Hi On Tue, May 14, 2013 at 6:13 PM, Sébastien Luttringer <seblu@seblu.net> wrote:
On Sat, May 11, 2013 at 8:26 PM, Anatol Pomozov <anatol.pomozov@gmail.com> wrote:
Hi everyone
Per discussion in 'pacman-dev' maillist [1] I implemented a tool that tries to find Arch out-of-date packages. The tool scans PKGBUILD files is /var/abs directory, extracts download url and then tries to probe download urls for the next version.
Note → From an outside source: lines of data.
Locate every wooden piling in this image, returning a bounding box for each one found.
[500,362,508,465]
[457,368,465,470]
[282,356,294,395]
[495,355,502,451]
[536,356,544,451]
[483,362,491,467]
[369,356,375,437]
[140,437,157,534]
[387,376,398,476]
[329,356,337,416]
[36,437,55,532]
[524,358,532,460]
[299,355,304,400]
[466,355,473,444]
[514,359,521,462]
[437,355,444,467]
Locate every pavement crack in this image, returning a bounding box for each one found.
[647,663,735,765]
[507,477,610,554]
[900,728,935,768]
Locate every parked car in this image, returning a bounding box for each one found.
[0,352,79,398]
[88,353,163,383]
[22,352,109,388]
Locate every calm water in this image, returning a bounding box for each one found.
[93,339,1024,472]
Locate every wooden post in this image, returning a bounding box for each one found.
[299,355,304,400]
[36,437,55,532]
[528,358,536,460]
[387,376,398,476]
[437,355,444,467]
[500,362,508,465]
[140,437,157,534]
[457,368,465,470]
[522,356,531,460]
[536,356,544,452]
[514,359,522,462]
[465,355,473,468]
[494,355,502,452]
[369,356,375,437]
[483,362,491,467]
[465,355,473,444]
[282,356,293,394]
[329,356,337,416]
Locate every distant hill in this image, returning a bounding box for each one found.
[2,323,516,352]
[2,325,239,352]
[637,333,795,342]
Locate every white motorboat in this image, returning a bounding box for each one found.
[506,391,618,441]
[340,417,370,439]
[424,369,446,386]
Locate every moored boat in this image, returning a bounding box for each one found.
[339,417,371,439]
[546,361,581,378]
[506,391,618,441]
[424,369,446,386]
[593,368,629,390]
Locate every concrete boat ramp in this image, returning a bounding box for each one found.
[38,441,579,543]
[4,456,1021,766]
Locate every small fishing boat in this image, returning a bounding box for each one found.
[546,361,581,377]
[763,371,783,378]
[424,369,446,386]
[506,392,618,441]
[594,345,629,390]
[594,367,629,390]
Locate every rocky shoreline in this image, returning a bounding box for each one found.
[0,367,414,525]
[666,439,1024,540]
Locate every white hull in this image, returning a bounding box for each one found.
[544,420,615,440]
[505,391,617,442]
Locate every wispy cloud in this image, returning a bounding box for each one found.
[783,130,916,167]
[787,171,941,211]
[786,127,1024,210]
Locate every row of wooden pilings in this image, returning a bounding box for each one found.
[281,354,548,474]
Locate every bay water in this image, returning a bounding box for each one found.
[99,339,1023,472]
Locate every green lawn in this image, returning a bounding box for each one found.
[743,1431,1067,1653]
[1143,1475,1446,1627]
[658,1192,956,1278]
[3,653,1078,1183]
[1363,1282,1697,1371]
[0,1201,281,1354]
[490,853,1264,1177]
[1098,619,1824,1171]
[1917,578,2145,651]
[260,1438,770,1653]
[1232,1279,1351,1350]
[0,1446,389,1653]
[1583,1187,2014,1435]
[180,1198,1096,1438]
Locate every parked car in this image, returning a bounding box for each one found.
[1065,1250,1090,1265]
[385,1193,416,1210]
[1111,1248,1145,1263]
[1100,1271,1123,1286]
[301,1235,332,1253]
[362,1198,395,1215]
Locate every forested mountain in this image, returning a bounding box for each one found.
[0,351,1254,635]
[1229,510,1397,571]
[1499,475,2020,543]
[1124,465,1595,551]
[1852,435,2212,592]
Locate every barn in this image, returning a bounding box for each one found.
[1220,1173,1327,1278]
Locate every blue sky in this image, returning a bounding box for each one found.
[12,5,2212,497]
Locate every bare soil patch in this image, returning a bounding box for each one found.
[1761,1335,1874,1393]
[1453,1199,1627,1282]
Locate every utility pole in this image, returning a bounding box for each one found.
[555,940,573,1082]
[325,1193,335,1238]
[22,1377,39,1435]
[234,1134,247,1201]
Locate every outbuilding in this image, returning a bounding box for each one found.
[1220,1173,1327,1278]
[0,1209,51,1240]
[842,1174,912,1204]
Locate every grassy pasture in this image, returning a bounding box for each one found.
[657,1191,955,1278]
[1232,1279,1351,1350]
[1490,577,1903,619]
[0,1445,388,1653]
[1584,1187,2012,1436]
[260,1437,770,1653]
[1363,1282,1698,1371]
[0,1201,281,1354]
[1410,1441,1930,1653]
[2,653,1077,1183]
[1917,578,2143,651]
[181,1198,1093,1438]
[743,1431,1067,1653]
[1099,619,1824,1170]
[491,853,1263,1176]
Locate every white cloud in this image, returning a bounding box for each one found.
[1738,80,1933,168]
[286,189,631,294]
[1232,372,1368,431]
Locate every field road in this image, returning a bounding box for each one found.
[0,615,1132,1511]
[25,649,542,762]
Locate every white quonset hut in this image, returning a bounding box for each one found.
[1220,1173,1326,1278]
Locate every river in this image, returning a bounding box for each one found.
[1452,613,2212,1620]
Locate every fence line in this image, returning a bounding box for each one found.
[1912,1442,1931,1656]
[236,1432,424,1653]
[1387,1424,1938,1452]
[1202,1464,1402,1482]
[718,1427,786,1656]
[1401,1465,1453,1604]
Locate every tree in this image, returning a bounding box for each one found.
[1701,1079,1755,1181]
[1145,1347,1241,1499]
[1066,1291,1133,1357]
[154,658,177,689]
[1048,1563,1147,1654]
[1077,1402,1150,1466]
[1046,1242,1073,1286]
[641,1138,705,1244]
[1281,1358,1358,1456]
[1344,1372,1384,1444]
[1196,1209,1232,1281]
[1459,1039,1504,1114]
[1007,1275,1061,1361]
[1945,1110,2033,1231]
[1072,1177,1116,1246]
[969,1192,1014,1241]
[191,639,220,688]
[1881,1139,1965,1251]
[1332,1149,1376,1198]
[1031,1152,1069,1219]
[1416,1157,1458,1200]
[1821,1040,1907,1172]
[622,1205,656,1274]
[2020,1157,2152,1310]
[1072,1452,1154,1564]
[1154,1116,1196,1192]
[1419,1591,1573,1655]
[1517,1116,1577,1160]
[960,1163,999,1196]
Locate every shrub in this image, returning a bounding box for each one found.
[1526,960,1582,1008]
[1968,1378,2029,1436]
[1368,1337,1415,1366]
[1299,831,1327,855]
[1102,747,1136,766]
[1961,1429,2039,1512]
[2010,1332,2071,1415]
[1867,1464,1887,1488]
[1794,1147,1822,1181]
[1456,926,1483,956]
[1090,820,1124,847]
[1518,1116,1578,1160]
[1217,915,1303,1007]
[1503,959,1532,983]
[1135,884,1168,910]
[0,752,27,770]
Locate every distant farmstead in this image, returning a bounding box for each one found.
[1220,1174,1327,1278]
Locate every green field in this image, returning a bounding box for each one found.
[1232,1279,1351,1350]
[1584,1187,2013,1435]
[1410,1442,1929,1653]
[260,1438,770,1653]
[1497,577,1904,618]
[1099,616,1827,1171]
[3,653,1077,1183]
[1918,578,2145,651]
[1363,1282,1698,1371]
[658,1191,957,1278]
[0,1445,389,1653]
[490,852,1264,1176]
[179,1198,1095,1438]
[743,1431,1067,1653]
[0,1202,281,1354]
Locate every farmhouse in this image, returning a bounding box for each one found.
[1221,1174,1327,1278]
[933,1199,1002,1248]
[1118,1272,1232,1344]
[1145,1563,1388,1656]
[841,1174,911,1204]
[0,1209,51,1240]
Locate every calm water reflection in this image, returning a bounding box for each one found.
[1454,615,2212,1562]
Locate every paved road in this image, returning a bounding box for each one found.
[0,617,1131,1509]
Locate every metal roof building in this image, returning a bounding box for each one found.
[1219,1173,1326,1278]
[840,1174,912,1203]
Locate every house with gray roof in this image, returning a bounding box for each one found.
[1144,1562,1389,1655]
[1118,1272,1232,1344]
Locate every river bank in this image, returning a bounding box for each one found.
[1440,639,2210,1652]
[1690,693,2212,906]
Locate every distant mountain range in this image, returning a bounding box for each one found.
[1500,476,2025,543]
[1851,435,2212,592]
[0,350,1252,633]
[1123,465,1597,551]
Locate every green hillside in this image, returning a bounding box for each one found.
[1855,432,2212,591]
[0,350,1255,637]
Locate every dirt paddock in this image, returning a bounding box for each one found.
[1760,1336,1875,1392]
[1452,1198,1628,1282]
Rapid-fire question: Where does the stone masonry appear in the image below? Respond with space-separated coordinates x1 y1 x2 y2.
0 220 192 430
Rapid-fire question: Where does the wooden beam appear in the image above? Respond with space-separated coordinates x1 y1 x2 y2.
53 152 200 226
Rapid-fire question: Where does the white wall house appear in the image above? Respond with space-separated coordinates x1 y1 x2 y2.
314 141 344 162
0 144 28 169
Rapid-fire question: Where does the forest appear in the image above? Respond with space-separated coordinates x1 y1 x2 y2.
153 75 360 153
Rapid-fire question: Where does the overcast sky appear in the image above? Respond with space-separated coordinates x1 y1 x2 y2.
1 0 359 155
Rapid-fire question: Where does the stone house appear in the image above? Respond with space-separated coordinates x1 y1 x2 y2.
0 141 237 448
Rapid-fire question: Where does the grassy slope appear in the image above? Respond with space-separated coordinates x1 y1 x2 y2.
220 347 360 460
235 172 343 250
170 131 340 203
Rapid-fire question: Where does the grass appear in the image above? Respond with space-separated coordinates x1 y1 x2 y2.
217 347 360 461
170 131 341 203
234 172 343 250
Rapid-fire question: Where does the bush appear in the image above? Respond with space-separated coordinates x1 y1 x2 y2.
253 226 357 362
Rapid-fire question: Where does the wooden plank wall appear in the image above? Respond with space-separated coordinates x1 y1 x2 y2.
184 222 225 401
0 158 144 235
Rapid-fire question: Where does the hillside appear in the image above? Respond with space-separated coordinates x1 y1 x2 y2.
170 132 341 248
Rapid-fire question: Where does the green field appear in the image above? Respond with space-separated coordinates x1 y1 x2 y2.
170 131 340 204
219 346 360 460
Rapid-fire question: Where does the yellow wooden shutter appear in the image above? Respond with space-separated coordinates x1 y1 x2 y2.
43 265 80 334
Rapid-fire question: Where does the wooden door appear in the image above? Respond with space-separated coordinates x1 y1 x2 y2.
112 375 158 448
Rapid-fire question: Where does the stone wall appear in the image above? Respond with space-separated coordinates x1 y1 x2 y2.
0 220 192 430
Next versions look like
X.Y.Z+1 X.Y+1.0 X+1.0.0
If any of the new versions presents on the download server it reports to user as 'new version available'.
Here is the tool sources https://github.com/anatol/pkgoutofdate To make its usage even more pleasant I added it to AUR https://aur.archlinux.org/packages/pkgoutofdate-git/
I use this[1] software since jully 2012 for my packages. Now, it handle comparaison against archweb, local pacman, abs tree, aur rpc or a local cache. You need to configure it[2] to check your packages, it's not automagic like yours by parsing abs tree. But I don't want that :)
Two tools implemented to solve the problem of discovering out-of-date packages indicates that this issue is important. Arch developer have you though about adding such functionality into standard Arch toolkit?